- President Donald Trump said Steve Bannon had nothing do with initial statement
- The chief strategist for the White House is under sharp scrutiny
"We'll see," Trump said during an impromptu news conference at Trump Tower when asked about whether Bannon would remain in his position as one of his top advisers.
"I like Mr. Bannon. He's a friend of mine," Trump said. "He's a good person and I think the press treats him, frankly, very unfairly."
Trump also insisted that Bannon had nothing to do with his own initial response
to the violent confrontations and car attack sparked by a white supremacist rally that took place Saturday in Charlottesville, Virginia.
"I never spoke to Mr. Bannon about it," Trump said, seeking to quiet suspicions that his chief strategist influenced his decision to not directly condemn white nationalists by name in his remarks Saturday.

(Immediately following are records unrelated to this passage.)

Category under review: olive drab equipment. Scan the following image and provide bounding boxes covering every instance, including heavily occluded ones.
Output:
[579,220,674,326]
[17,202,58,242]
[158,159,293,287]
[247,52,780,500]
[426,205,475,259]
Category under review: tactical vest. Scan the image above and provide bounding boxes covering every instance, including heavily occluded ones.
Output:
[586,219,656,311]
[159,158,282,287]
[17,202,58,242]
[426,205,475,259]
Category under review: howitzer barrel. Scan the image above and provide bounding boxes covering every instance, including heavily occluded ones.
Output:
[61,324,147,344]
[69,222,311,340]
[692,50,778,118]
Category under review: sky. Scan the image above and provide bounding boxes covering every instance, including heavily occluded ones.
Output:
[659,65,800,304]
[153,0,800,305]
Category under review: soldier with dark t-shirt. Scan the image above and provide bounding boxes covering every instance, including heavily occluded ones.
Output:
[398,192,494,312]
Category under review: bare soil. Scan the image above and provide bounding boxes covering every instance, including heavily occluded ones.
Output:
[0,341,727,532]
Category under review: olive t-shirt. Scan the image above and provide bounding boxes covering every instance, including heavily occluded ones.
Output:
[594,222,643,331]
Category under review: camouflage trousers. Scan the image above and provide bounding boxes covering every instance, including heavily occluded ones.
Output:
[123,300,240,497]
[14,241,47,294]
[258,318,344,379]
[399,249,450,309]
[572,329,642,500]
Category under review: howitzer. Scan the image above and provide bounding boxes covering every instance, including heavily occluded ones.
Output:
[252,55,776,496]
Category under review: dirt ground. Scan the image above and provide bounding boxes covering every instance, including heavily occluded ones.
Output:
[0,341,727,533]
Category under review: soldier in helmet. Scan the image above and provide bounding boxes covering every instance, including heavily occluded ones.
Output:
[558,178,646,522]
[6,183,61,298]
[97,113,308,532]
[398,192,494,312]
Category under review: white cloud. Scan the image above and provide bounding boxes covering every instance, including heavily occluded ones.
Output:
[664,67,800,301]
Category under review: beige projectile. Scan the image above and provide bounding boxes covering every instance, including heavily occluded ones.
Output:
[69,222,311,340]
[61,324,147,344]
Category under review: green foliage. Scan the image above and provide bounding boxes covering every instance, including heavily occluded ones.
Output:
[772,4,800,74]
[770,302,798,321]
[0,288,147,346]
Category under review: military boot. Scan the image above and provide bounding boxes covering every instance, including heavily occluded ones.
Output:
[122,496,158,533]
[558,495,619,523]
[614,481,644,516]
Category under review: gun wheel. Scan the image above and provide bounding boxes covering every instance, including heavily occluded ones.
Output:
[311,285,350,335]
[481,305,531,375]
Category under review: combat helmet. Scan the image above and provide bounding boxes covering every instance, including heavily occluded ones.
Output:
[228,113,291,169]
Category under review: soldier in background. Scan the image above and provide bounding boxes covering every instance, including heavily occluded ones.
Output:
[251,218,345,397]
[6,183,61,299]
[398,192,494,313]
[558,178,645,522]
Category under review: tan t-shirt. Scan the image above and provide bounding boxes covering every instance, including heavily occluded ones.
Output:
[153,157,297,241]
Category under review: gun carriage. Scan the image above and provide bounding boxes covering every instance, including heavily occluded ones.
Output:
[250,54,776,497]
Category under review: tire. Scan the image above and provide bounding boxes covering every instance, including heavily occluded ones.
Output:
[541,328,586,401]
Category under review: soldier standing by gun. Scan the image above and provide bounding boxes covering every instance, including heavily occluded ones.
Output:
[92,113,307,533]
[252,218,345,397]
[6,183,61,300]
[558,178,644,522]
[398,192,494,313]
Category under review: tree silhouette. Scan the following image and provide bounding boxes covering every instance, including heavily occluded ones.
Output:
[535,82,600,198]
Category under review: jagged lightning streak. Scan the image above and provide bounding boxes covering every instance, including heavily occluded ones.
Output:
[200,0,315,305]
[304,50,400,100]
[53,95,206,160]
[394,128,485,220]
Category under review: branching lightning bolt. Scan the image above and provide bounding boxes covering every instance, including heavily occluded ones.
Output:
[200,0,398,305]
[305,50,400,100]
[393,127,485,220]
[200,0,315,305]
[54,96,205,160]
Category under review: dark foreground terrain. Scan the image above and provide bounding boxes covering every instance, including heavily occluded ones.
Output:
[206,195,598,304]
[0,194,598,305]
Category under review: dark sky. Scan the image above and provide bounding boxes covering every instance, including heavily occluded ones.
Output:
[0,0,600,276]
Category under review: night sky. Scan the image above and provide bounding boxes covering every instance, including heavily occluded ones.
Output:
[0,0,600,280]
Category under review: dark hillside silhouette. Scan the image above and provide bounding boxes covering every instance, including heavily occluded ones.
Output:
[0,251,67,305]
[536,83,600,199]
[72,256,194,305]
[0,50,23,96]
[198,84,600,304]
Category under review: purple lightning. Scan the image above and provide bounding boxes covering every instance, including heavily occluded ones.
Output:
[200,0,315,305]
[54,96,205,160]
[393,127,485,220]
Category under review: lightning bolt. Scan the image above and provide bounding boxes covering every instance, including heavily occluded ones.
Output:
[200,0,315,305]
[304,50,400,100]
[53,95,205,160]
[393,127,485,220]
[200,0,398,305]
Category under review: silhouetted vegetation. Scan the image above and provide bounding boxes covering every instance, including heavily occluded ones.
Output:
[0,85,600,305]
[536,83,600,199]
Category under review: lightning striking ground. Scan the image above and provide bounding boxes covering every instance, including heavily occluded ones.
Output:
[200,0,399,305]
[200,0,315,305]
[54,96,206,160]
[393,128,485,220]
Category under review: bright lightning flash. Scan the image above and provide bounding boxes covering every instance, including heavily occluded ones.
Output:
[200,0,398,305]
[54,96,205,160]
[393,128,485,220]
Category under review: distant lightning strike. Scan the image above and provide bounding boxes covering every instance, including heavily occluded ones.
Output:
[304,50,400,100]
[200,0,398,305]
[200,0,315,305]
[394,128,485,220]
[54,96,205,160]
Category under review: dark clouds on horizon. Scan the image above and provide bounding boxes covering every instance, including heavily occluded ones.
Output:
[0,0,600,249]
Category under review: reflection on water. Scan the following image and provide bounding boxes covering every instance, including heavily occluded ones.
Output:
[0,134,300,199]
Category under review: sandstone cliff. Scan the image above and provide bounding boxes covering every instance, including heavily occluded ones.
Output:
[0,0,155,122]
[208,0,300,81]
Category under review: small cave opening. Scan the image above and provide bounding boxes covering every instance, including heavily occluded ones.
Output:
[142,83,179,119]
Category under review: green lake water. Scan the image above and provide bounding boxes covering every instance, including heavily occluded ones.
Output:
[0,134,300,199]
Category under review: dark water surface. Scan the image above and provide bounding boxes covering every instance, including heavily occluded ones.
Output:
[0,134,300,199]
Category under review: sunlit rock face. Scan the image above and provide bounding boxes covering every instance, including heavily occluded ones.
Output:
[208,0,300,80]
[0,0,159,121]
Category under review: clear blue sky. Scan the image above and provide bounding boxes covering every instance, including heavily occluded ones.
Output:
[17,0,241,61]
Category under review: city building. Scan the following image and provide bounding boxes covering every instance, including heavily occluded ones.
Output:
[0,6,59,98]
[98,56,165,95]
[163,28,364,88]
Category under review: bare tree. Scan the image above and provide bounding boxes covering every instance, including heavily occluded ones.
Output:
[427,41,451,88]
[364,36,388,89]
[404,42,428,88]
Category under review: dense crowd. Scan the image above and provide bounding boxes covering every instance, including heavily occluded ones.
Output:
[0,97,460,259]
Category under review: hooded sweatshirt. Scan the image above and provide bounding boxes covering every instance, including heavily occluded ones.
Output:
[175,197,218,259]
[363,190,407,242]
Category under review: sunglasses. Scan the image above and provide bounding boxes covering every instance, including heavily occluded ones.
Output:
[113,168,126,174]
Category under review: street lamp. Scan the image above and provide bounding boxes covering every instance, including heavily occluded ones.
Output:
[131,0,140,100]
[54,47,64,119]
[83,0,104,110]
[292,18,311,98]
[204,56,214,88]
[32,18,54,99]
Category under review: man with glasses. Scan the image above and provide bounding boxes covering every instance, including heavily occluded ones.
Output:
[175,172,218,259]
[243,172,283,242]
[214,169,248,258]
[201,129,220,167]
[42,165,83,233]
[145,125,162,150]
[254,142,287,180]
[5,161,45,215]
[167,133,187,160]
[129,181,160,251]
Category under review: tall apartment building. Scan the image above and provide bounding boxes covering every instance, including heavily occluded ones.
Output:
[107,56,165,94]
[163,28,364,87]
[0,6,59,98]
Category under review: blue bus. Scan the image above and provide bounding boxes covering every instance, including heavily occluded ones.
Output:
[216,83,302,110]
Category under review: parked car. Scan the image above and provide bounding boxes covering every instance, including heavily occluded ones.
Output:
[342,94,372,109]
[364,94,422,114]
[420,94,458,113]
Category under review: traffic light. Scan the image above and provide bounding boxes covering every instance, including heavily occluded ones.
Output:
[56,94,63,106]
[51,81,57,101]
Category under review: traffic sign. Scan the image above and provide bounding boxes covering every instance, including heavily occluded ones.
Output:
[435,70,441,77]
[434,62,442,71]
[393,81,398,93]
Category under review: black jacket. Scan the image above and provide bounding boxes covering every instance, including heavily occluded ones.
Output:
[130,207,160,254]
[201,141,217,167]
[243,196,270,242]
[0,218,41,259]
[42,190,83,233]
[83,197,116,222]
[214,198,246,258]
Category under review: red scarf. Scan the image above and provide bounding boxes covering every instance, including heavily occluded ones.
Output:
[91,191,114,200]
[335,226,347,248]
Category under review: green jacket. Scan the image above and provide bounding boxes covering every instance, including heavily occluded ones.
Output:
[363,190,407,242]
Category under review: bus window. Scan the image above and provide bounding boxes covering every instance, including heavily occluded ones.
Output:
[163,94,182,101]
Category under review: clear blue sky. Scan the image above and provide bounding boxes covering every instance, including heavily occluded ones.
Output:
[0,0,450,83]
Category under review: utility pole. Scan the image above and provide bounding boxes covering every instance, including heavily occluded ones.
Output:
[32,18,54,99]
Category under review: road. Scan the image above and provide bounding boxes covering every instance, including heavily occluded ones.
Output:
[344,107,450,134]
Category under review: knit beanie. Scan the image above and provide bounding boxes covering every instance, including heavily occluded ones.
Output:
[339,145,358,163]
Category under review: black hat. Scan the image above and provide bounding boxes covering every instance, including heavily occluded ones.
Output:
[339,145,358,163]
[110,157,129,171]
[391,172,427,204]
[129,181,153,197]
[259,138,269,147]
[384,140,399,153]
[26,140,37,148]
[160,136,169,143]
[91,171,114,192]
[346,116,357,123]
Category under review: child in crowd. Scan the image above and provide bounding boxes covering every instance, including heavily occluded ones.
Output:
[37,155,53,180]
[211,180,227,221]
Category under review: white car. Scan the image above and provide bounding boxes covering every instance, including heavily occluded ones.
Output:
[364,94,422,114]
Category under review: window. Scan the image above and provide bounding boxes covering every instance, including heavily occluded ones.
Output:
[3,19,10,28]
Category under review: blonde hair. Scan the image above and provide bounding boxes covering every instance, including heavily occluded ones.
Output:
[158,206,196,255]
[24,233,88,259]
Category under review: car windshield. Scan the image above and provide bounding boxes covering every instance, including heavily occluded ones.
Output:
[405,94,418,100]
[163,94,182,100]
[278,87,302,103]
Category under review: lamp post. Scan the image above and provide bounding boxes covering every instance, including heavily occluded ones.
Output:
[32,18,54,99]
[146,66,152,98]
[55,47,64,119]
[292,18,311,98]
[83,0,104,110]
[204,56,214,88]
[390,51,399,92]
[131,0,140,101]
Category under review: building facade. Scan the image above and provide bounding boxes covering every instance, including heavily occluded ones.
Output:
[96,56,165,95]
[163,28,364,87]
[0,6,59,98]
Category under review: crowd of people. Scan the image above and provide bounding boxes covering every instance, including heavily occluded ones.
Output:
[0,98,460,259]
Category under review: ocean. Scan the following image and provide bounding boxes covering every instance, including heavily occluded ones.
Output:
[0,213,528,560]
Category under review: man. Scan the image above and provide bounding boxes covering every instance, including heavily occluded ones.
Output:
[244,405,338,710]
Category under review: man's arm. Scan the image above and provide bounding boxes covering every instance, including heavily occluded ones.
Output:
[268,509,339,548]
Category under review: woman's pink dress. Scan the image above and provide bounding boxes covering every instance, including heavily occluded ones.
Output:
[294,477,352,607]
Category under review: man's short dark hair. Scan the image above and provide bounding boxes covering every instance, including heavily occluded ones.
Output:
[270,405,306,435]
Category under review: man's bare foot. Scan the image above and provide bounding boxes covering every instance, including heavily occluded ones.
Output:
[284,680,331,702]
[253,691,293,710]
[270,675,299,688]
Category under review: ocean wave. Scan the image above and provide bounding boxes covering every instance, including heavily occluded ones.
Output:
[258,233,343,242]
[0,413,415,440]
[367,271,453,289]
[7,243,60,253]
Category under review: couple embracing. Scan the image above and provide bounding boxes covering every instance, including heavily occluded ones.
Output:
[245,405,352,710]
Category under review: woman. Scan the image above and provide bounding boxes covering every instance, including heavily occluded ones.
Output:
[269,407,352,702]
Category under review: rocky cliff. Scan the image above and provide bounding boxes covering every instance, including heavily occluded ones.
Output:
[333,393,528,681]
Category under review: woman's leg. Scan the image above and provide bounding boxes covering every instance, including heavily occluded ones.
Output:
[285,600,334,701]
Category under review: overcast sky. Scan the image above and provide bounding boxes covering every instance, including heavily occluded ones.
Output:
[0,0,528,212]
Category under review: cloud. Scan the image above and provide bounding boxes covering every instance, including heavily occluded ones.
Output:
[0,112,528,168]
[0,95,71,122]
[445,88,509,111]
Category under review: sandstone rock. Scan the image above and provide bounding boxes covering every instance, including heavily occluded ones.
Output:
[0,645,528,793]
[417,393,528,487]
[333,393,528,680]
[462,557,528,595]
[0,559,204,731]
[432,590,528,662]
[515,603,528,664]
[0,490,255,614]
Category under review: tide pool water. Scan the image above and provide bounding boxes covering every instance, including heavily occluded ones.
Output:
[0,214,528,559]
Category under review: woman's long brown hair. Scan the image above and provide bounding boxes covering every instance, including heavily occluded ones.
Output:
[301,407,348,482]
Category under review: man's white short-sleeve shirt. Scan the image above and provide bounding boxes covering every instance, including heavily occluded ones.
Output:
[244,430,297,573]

Trump added that Bannon is "not a racist" and called him a "good man."
But despite the defense, Trump's refusal to offer reassurances about his chief strategist's position inside a White House in the midst of restructuring since retired Gen. John Kelly joined the administration as chief of staff left questions swirling.
And Trump also once again sought to downplay Bannon's impact on the movement that propelled him to the presidency, arguing that Bannon "came on very late."
"I went through 17 senators and governors," Trump said. "Mr. Bannon came on very much later than that."
Kelly's hire has prompted a renewed effort from Bannon's rivals inside and outside the White House to try to secure the former Breitbart chief's ouster.
The New York Times on Monday night reported
that the conservative media mogul Rupert Murdoch urged the President during a recent dinner to fire Bannon, as have others.
Trump made clear Tuesday that he has not yet made up his mind on Bannon's fate, showing that he is not ready to cast aside his rabble-rousing chief strategist who has a keen understanding of Trump's political base.